Following fields are used for the index:
- label (String)
- uri (String)
- author (String)
- sourceTerminology (String)
- description (String)
- url (String)
- id (String; hash generated from uri)
- synonyms (List)
- broaders terms (List)
To add more supported fiels (thus adding more indexed fields)
- extend
org.gfbio.model.term.Term.java
class: it maps properties from Virtuoso to a Java object - extend
org.gfbio.model.json.IndexDocument.java
class: it represents the actual indexed document and will be converted to a JSON representation by the ES API. Fields extending the lookup index must be declared here.
- JDK >= 11
- Maven
This version was tested (and implemented) against Virtuoso 7.2 and Elasticsearch 7.16.3.
- Checkout the repository
- Import project repository, e.g, via Eclipse
- JUnit tests are supplied, but need a running ES instance; they can be skipped, when building the project
- Make sure to edit parameters in the
lookup_index_generator.properties
, e.g., user(s) and password(s)
The applications comes as a standalone .jar, which can be executed on the commandline.
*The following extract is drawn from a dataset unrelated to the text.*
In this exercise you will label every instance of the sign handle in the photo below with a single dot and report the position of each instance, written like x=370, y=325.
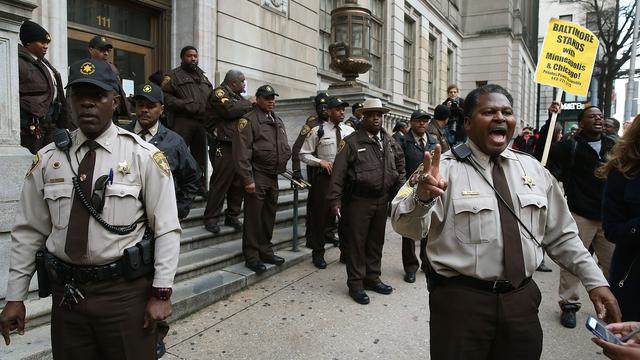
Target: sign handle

usage: <this>.jar [-a <arg>] [-c <arg>] [-m <arg>]
-a <arg> terminology acronym, e.g., ENVO
-c <arg> path to configuration file (default:
/var/opt/ts/lookup_index_generator.properties)
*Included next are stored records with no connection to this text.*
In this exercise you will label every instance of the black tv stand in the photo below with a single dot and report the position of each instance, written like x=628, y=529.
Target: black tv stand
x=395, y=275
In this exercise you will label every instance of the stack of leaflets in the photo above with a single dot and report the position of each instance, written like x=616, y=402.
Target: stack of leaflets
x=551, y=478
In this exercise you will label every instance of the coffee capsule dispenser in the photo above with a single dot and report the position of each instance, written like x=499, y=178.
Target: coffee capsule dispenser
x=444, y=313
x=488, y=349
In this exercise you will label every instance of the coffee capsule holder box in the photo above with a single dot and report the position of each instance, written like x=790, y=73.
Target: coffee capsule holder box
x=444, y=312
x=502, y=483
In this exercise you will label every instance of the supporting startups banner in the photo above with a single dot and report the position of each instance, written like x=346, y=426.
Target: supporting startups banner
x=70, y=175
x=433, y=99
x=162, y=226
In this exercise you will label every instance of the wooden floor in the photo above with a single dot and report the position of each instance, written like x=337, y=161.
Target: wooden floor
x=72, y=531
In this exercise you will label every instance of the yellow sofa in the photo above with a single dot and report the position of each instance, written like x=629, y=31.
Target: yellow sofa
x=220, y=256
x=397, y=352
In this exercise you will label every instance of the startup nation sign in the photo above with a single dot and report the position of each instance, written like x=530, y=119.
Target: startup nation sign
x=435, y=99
-m <arg> generator mode ('create', 'update')
Currently, two modes are supported:
- create: use this mode to create a new index based on terms found in the supplied terminology. Terms will then be automatically extracted from the corresponding graph and inserted into the index
- upate: use this mode to update an existing index, e.g., if there is a new terminology version available inside the triplestore. Terms will be extracted from the MOD graph of the terminology and - depending on their status - will either add, remove or modify items on the index.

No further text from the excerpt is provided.